Ruşen Çakır: Şunu sormak istiyordum, bununla çok bağlantılı; benim gözlemime göre bu olaya açıkça karşı çıkan mesela Zafer Partisi, İYİ Parti gibi partiler toplumda çok büyük bir hareketlilik yaratamadılar. Tabii imkanları sınırlı şu bu ama yine de bu kadar kritik bir olayda, toplumun bu kadar kutuplaştığını bildiğimiz bir olayda atılan adım, doğrudan PKK'nın muhatap alınması, Öcalan'ın muhatap alınması ve muhatap alınmanın da ötesinde ona çok geniş bir meşruiyet alanının açılması falan bütün bunların o kaba tabiriyle infial yaratacağını ve büyük protestoların olacağını varsayabilirdik.
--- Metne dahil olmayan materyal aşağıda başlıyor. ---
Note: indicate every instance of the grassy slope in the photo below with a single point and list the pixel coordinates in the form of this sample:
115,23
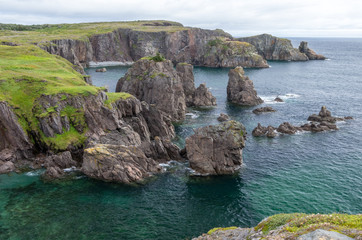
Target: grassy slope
80,31
27,72
300,223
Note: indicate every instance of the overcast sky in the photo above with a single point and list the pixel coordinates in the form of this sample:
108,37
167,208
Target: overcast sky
289,18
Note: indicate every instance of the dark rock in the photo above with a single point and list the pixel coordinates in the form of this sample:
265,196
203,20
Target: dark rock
118,163
273,48
53,173
240,89
223,117
323,234
156,83
259,131
324,116
278,99
6,167
216,150
203,97
263,110
287,128
303,48
101,70
185,72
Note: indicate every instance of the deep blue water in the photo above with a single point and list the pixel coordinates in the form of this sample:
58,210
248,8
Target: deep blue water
308,172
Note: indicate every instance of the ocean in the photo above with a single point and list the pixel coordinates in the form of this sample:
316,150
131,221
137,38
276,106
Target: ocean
306,172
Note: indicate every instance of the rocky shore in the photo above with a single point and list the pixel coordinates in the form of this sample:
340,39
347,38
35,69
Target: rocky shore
296,226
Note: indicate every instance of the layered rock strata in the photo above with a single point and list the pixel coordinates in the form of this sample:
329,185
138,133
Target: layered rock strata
240,89
157,82
281,49
216,150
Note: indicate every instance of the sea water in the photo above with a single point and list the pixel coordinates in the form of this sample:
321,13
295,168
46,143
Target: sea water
308,172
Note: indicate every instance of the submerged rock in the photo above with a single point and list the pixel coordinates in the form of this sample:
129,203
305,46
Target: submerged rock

Olmuyor yani. Oradaki mesele sizce ne?
Nebi Sümer: Tam söylediğim olay. Yani toplum içeriden bir hisle bunun olabileceğini inanıyor çünkü. Yani ona kredi vermiyor ama nasıl olacağı konusunda emin değil, güvenmiyor. Şimdi güvensizliğin en yüksek olduğu kesimler tabii ki Zafer Partisi, şimdi İYİ Parti'nin katıldığı kesimler. Orada tabii ki olabilir de yani komploya yakın argümanlar var. Tamamen dış politika gereği yapılmış, bir devlet politikasının kaçınılmaz ayağıydı, Suriye ve diğer girişimler de. Bunları sizler çok daha tartışıyorsunuz. Hani buna göre ‘‘Türkiye yine dışarıdan manipüle ediliyor mu?’’ kuşkusunu doğruymuş gibi savunup buna yatırım yapıyorlar bu gruplar ama toplum buna inanmıyor büyük oranda baktığında. Çünkü üst aşamada şu çok değerli bir şey, yani gerçekten ciddi bir terör sorununun bitecek olmasına büyük bir kredi veriyor toplum. Bunu kabul edelim toplumda, sembolik bile olsa bu çok önemli. Ama bunun yapılış şekline ve yapan hükümetin diğer alanlarda özellikle bu otoriterleşme konusunda hızlanması, muhalefete yaptıkları, özellikle 19 Mart sonrası süreç bunu kırdı. Fark etmişsinizdir, CHP içerisinde komisyona girme konusunda ciddi bir tepki oluştu öncelikle. CHP'de Zafer Partisi ve İYİ Parti ile aynı argümanlar olmasa bile farklı argümanlarla benzer bir güvensizlik vardı. Burada kırıldı. Dolayısıyla toplum bir anlamda nefret dilinden, nefret suçundan ve kimlik reddetmekten kurtuldu. Benim ilk söylediğim bu, büyük bir artı diyorum. Ben bu nedenle de, yani görüşümden bağımsız olarak, MHP'nin bunu başlatmış olmasını değerli buluyorum tek başına.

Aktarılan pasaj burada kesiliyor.